Busch helped build four of the baseball field at Gonzaga Busch built four baseball fields on campus - one where the Quad is, just south of the Administration Building; one on the site where the Foley Center now sits, south of Martin Centre, and a third where Mulligan Field resides, south of the COG.

He was the master mind behind Pecarovich Field (later renamed August/ART Stadium and Pecarovich Field following renovation project funded in part by the late Joey August and the Athletic Round Table), but Busch never got to coach a game there as he returned to the classroom exclusively in 1967, a year before play began there. He was inducted into the Gonzaga Athletic Hall of Fame in 1989 and received the Bulldog Club Service Award in 1999.

"This new stadium will be great for the program," Busch said after then head coach Steve Hertz had showed him around the building site. "But I still miss the old field."

Gonzaga's latest baseball facility - Patterson Baseball Complex and Washington Trust Field - is slated to open this season and is located on the south end of campus just over the right field fence from where August/ART Stadium stood.

"Dick Busch was a friend and a colleague," Hertz said. "He loved baseball and was a true Zag. Although I never played for him, it was a pleasure to be both a player and a coach and wear the uniform for the program he helped shape.
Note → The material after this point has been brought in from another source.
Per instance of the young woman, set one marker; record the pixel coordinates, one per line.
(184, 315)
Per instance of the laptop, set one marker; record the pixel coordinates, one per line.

We shared many good conversations about Gonzaga baseball and he was a frequent visitor to the field. He not only loved Bulldog baseball, he loved Gonzaga University."

Current athletic director Mike Roth also spoke highly of Busch.

"Dick was our honoree at the Bulldog Club Golf Tournament in 1999 and was our Bulldog Club Service Award recipient, honors he richly deserved," Roth said. "He served Gonzaga well both athletically and academically for 36 years. He is the type of coach and the type of person we should all strive to emulate. He helped lay the foundation for what we aspire to achieve in the field of competition and in the classroom. Our heartfelt sympathies go out to his wife Lee and the entire family."

Dick was born into a large family of eight brothers and sisters to Pete and Julia Busch in Uniontown, Wash., on Sept. 20, 1920. He graduated from West Valley High School in Spokane where he met his wife Lee, his life-long bride of 65 years. Following graduation he attended Washington State University and received a degree in civil engineering. He also attended Harvard University for graduate work and received a master's degree from the University of Oklahoma. Dick served as a captain with the Army Corp of Engineers during World War II, serving the Pacific.

Soon after the end of the war, Dick returned to Spokane and took a teaching position at Gonzaga University. Busch was also instrumental in starting a chapter of the American Society of Civil Engineers at Gonzaga, which has assisted in bringing together all undergraduate civil engineering students at engineering schools throughout the Northwest to provide insights into their professional tenure. He also worked for the U.S. Bureau of Mines following his retirement from Gonzaga.Dick was a member of the Spokane Country Club and St Thomas More Parish. Dick received the Spokane Chapter of the American Civil Engineers "Engineer of the Year" Award in 1973.

In addition to his wife Lee, he is survived by daughters Ricki (Dennis) Cox and Cathy (Bob) Comfort, and sons Mike (Marguerite) Busch and Chris (Mary) Busch. He is also survived by two brothers, Tom and Bob Busch. His family includes 16 grandchildren and 28 great-grandchildren.